Moving towards an ideal frequency response with fibre-optic hydrophones

The frequency response of a polymer film Fabry-Perot fibre-optic hydrophone developed for the characterisation of ultrasound fields, has been investigated. The transduction mechanism of the hydrophone is based upon the detection of acoustically and thermally induced thickness changes in a polymer film Fabry-Perot interferometer deposited at the tip of a single mode optical fibre. The frequency response of the original sensor has been found to be significantly non-uniform over the 50 MHz operating bandwidth. A finite difference simulation of acoustic interactions with the sensor has successfully been used to predict the response and investigate the origin of the non-uniformities. Additionally, the model has been used to predict the response of a sensor with modified tip geometry in order to find a design capable of providing an improved response.
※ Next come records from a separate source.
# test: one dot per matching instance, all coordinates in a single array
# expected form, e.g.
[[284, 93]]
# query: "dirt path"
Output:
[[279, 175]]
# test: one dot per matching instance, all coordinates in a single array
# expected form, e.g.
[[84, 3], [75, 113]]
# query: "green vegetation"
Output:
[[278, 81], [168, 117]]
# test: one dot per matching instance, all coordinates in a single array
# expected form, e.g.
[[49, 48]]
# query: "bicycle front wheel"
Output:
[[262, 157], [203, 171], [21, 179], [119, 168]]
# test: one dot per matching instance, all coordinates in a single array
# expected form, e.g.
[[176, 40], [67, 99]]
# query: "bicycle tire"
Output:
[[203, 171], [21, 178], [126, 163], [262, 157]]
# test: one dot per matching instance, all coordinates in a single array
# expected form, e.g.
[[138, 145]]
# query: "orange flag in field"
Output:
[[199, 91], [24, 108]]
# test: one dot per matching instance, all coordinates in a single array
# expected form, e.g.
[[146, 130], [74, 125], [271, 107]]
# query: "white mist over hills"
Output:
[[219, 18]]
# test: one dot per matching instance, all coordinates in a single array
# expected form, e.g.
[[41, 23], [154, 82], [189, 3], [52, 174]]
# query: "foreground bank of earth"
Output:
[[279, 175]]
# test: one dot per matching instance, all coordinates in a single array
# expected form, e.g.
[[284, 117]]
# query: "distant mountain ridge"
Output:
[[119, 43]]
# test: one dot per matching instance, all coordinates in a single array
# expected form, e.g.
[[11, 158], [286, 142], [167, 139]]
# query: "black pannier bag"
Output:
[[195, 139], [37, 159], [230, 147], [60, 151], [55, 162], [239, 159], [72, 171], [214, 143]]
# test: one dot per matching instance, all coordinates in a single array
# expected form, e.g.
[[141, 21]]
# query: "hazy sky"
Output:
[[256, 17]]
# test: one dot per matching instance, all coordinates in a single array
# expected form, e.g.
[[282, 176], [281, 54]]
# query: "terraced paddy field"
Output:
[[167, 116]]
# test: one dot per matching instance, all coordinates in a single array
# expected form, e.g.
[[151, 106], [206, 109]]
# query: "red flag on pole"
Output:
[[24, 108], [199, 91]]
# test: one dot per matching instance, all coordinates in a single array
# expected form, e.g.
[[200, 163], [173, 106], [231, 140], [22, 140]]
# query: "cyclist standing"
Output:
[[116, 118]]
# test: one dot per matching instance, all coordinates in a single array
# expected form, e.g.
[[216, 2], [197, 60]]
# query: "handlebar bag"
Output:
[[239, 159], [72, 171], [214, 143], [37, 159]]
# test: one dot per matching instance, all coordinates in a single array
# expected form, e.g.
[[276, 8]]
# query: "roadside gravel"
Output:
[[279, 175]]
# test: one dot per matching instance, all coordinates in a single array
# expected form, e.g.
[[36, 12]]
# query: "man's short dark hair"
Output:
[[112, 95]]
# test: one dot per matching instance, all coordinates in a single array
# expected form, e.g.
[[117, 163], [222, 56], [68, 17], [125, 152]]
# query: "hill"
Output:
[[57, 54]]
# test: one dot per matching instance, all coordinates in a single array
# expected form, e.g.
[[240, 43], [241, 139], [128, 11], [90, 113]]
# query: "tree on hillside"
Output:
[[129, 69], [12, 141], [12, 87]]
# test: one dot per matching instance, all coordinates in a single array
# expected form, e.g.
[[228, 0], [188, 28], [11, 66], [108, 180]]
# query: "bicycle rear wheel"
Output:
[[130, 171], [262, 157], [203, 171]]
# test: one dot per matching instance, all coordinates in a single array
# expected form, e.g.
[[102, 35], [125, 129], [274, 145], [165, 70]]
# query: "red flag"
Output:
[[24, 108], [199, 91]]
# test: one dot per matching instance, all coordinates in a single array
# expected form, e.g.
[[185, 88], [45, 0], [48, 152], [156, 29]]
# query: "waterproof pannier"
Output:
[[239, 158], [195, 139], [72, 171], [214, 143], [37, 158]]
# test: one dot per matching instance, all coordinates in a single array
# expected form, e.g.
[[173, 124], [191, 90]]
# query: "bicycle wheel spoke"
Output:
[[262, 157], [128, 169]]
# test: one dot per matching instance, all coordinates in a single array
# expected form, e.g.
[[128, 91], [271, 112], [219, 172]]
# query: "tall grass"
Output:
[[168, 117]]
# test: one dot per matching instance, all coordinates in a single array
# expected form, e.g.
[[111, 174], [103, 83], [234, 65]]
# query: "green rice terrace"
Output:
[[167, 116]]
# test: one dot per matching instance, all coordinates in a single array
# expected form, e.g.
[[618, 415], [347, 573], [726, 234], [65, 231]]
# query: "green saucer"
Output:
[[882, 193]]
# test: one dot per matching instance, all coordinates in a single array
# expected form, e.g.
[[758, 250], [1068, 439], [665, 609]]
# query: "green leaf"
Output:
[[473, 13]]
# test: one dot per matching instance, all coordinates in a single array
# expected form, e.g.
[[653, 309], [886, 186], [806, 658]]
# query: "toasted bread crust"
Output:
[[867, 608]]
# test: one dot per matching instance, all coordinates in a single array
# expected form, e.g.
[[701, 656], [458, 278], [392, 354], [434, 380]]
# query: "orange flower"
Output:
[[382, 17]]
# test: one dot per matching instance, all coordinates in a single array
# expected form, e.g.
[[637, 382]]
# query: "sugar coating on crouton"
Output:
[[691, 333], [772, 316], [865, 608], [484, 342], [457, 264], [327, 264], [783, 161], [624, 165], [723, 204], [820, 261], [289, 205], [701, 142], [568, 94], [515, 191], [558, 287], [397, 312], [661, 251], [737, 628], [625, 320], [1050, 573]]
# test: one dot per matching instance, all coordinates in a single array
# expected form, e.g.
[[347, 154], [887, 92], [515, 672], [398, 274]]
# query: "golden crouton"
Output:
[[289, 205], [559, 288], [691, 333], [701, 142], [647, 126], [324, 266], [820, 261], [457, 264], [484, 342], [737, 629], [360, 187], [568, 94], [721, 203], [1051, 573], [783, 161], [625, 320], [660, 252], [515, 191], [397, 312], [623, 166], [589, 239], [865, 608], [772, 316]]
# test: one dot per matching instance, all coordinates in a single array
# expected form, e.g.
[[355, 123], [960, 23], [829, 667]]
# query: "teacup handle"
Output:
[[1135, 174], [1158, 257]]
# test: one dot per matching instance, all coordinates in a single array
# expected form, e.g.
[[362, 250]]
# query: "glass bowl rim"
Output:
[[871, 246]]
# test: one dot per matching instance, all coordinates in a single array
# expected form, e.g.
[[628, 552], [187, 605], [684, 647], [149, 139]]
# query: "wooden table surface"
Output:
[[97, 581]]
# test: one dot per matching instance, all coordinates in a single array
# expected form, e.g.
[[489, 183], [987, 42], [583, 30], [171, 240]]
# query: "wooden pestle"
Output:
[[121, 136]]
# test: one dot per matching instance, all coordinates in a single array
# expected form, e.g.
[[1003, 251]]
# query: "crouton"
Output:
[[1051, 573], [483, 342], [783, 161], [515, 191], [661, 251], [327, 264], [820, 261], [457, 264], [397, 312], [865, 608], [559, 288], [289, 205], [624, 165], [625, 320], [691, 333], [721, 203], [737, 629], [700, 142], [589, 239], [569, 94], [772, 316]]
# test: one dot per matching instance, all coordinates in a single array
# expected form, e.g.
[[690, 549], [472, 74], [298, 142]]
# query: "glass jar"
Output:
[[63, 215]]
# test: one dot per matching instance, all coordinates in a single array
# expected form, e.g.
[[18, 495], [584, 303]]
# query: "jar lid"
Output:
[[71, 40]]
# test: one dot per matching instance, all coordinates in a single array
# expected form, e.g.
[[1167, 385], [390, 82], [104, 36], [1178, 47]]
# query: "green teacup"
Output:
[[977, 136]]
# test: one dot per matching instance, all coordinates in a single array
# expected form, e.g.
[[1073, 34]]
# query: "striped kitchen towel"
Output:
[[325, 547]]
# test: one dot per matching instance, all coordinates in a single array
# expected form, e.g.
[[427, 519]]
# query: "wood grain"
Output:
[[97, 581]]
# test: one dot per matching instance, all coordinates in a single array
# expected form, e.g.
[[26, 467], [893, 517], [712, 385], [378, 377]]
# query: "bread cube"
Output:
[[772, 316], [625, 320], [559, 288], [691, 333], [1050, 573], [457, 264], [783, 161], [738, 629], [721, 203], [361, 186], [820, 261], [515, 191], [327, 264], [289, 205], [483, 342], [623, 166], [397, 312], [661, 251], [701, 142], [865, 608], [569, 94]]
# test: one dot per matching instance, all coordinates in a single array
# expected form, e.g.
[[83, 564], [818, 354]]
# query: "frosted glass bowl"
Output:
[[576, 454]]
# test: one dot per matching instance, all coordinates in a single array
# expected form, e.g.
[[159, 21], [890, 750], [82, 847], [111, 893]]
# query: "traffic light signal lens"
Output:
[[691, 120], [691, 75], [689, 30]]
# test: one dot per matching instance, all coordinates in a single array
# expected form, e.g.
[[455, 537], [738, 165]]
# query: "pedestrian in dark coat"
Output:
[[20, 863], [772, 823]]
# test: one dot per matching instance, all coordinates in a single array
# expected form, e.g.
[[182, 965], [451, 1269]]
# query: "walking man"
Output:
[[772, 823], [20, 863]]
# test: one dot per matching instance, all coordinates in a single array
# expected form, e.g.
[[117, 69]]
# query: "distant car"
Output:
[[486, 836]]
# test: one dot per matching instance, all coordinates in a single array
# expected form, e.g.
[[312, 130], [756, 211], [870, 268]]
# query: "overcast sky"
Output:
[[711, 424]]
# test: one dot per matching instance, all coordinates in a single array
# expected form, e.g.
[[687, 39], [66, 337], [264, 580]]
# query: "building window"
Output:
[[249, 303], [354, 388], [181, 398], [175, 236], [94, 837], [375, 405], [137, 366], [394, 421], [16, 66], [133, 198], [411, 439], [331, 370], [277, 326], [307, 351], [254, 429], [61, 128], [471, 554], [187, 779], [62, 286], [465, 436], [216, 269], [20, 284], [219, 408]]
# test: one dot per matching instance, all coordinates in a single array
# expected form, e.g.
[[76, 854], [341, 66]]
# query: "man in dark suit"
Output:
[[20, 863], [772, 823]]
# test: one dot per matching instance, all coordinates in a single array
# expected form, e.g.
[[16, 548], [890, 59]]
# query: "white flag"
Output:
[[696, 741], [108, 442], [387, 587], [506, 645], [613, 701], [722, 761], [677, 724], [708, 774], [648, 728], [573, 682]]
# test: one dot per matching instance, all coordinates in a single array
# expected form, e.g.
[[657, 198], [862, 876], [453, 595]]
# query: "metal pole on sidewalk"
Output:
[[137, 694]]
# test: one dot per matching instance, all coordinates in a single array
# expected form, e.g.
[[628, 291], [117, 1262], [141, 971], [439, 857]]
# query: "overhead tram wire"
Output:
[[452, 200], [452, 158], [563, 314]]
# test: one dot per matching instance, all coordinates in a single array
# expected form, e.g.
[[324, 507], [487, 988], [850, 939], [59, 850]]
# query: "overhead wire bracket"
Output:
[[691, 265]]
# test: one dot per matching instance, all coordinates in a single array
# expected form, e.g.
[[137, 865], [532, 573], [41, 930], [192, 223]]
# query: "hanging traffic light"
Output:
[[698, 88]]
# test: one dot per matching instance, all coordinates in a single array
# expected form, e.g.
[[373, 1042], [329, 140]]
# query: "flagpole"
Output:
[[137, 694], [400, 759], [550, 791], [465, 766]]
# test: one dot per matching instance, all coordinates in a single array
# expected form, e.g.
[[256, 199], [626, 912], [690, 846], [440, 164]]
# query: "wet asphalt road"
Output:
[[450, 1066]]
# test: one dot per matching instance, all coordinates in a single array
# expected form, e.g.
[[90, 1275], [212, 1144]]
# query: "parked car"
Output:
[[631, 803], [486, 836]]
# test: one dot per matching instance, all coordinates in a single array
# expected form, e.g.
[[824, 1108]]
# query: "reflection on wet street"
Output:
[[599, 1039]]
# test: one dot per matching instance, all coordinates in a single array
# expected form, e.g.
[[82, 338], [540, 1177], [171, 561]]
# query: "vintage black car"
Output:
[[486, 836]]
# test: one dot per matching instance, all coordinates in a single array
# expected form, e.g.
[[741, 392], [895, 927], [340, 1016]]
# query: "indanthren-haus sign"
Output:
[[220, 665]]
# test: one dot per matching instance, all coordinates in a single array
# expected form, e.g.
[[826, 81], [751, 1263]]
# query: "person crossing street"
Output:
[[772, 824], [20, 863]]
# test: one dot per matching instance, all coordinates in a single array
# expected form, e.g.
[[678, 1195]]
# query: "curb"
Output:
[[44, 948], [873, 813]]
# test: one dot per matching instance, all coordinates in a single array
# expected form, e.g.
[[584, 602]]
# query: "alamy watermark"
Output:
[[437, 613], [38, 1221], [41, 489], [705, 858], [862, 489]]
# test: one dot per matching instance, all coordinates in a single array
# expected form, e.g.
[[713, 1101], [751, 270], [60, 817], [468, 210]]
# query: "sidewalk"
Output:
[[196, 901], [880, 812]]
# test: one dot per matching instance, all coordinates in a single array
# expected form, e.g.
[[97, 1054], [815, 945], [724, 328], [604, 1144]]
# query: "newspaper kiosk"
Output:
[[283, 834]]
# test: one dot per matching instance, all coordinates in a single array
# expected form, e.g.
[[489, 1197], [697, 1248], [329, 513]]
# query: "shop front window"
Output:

Sensors with a hemispherical tip have now been fabricated, characterised experimentally and found to provide a significantly improved response. Measurements were made on a shockwave toneburst (f_c = 1 MHz), using both types of fibre-optic hydrophone and a 0.4 mm PVdF membrane hydrophone. Deconvolution was used (following IEC62127 - 1) in order to produce accurate pressure waveforms from the measured data. It was found that, in addition to providing an improved frequency response, the modification to the hydrophone geometry improved the efficacy of the deconvolution process.